A more complex version of this model is
A drawback associated with this design is that if one asset loses 1:1 parity with the other, it would allow arbitrageurs to buy the depreciated asset for cheap and therefore drain that depreciated asset which would make the pair illiquid. Therefore this model is not used much in Automated Market Makers.
The Working Mechanism of Automated Market Makers
To understand the working mechanism of Automated Market Makers, let’s take a closer look at the widely used CPMM model, as exemplified by the popular decentralized exchange protocol Uniswap:
- Pool Initialization: To create a trading pair on an AMM-based platform, an LP deposits an equal value of two different tokens into a liquidity pool.

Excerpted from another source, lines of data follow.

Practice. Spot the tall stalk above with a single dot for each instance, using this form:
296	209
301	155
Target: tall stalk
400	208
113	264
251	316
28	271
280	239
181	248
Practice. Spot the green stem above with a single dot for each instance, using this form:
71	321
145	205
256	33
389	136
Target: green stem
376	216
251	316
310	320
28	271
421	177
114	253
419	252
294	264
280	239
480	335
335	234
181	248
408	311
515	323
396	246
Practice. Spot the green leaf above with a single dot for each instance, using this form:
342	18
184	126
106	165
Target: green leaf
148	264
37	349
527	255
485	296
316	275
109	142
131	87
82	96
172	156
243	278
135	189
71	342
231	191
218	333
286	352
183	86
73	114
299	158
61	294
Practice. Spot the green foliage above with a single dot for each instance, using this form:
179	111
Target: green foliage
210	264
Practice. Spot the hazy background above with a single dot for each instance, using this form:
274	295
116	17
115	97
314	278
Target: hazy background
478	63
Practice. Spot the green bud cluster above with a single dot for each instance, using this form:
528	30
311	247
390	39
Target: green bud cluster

For instance, depositing 1 ETH and 200 USDT would create an ETH/USDT trading pair.
- Asset Price Calculation: The CPMM formula in Uniswap is represented as x * y = k, where x and y are the quantities of the two tokens in the pool, and k is a constant. This formula ensures that the product of the token quantities remains constant throughout trading. As a result, if one token’s supply increases, the other token’s price adjusts accordingly.
- Trade Execution: When a user wants to trade ETH for USDT, they send the desired amount of ETH to the liquidity pool. The AMM calculates the new pool balances and determines the amount of USDT the user will receive based on the new price. The user’s trade is executed directly against the pool, and the asset prices are updated accordingly.

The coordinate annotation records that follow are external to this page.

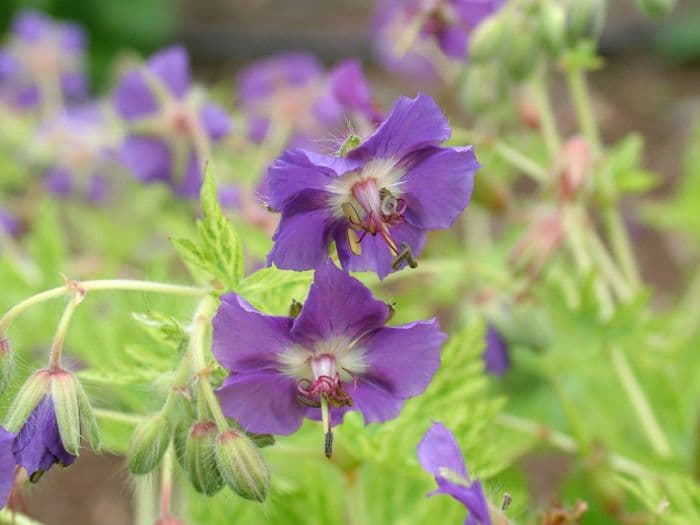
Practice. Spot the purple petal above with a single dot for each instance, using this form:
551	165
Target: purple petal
439	449
262	402
453	41
304	232
74	85
8	223
172	66
412	124
374	400
496	352
298	170
147	158
59	181
245	339
133	98
439	187
338	305
404	358
472	497
375	256
216	121
7	465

- Liquidity Provider Rewards: LPs earn transaction fees for providing liquidity to the pool. These fees are distributed proportionally to the LPs based on their share of the liquidity pool. The fees incentivize users to provide liquidity and maintain balanced pools.
Definition: LP Tokens are those cryptocurrencies that a liquidity provider gets in exchange for their deposited liquidity. They are cryptocurrencies but are more like receipts and proof of payment to a liquidity pools and not tradeable tokens, at least not till now.

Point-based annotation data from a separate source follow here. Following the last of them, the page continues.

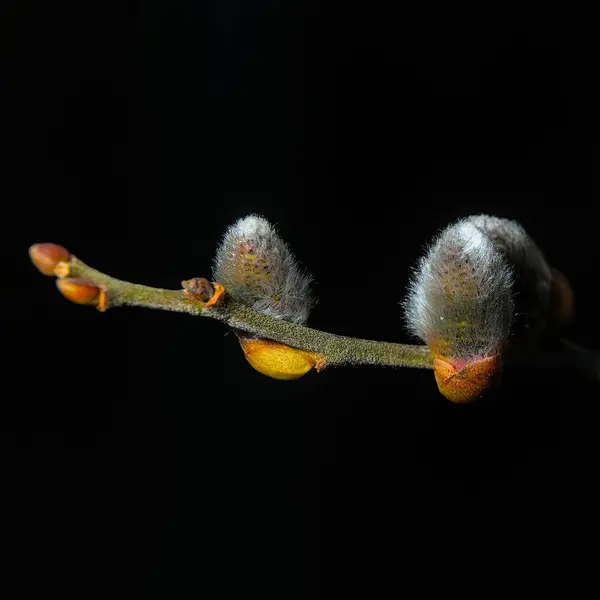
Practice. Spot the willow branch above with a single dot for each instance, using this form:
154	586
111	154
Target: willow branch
85	285
336	350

CREAM Finance has provided a way for the collateralization of LP tokens obtained from their platform where LP tokens can be provided for further liquidity or could be collaterized to take loans.
Example: Uniswap’s Automated Market Makers Functionality
Uniswap, one of the pioneering decentralized exchanges, utilizes AMMs to facilitate trading. Let’s consider a scenario where Alice wants to swap 0.5 ETH for USDT using Uniswap:
- Alice’s Trade: Alice initiates a transaction on Uniswap, specifying the desired input token (ETH) and output token (USDT) and the amount she wants to trade.
- Price Calculation: Uniswap’s AMM calculates the trade based on the current liquidity pool balances. If, for instance, the ETH/USDT pool has 100 ETH and 20,000 USDT, the AMM determines the price at which Alice’s trade will be executed.
- Trade Execution: Once the price is calculated, the AMM deducts the appropriate amount of ETH from the pool and transfers the corresponding USDT to Alice’s wallet.
- Pool Balances Update: The pool balances are adjusted after the trade, ensuring the constant product (k) formula is maintained. This adjustment reflects the impact of Alice’s trade on the pool’s asset prices.
Benefits and Risks of Automated Market Makers
Benefits:
- Increased Liquidity: Automated Market Makers enable decentralized exchanges to have constant liquidity pools available for trading, ensuring that users can trade assets at any time without relying on external participants.
- Accessibility and Efficiency: AMMs provide a user-friendly and efficient trading experience by automating the price determination process and eliminating the need for order matching.
- Incentives for Liquidity Providers: LPs earn transaction fees and sometimes additional token rewards for providing liquidity, incentivizing their participation, and fostering liquidity in the DeFi ecosystem.
Risks:
- Impermanent Loss: LPs face the risk of impermanent loss when the relative prices of the pooled tokens change. This can result in lower returns compared to simply holding the tokens.
- Price Impact: Due to the nature of Automated Market Makers, large trades can cause significant price slippage, especially when trading illiquid tokens. This may impact the execution price for traders.